A criatividade das empresas já não fica limitada ao estilo das novas coleções, mas trespassa para o jogo de palavras vagas e esquemas de marketing que incentivam ao consumo excessivo. Seria de esperar que uma etiqueta com a palavra “Sustentável” fosse deveras sustentável… Não é o caso. “Ético”, “100% reciclável”, “Vegan”, “Orgânico”, “Amigo do Ambiente”. O Ambiente pode ter muitos amigos, mas certamente esta peça que estamos a comprar não é um deles. Estas etiquetas com mensagens vagas são exemplos de greenwashing. Contudo, poucas pessoas questionam a veracidade das alegações ambientais que vêm. E, na verdade, a maioria dos europeus sobrestima a sua capacidade de compreender na totalidade a informação que vê em etiquetas.

Para conseguirmos atingir os nossos objetivos ambientais, o consumismo desmedido da fast fashion tem de ter os dias contados.
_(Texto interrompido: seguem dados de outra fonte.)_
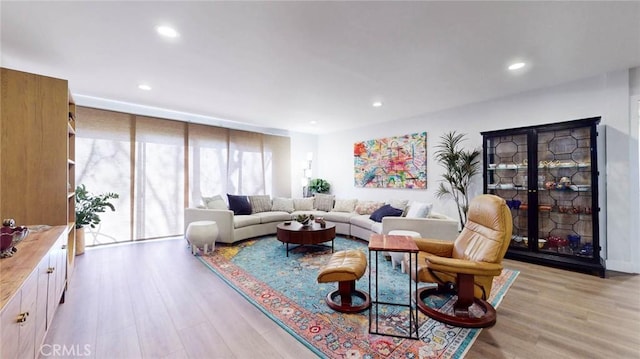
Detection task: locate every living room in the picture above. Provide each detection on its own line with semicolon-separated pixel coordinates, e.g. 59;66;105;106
1;1;640;358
A BEUC recomenda mudanças sistémicas e legais para que moda e têxteis sustentáveis se tornem uma escolha real para os consumidores:

  1. Ecodesign: Os têxteis sustentáveis e duradouros têm de ser a opção mais fácil e atrativa para consumidores. Para que isto aconteça, produtos de qualidade têm de ser mais acessíveis. Isto motivará também o reparo de peças de roupa e o upcycling, aumentando o ciclo de vida das peças.
  2. Não ao greenwashing e sim a informação de confiança: A informação que chega ao consumidor tem de ser a informação real. As etiquetas não podem ter alegações vagas ou infundadas. Isto cria um sentimento de desconfiança e acaba por afetar também as empresas que estão a fazer esforços reais para melhorar a sua pegada ecológica. 
  3. Combater a sobreprodução e apoiar comportamentos de consumo sustentáveis: A fast fashion lança novas coleções, em média, a cada duas semanas. E os produtos que devolvemos quando fazemos compras on-line muitas vezes acabam no lixo ou incinerados. Isto é insustentável e contrário aos objetivos da União Europeia. Estes comportamentos terão de ser fiscalizados e punidos, por toda a União.
  4. Enfrentar os desafios da globalização e do comércio online: Garantir a fiscalização do mercado e a aplicação da lei a nível europeu é fundamental. Contudo é também um grande desafio, já que a maioria dos têxteis é produzida fora da UE e o comércio online é cada vez mais utilizado.

Felizmente, a União Europeia prepara-se para entrar num momento crucial na luta contra o greenwashing. Dentro de breves meses será aprovada uma lei que cria diretrizes para ajudar os consumidores na transição ecológica. Nomeadamente, esta lei proíbe a exibição de rótulos e etiquetas de sustentabilidade em produtos que não tenham fundamento num sistema de certificação ou que não sejam aprovados por autoridades públicas. Esta lei procura garantir que as empresas não induzem os consumidores em erro quanto aos impactos ambientais e sociais, à durabilidade e à reparabilidade dos produtos.

Com estas mudanças, podemos mesmo dizer que a fast fashion “sustentável” tem os dias contados. Finalmente! E até lá, vamos dizer todos juntos “Não existe nenhuma linha de fast fashion que seja sustentável.”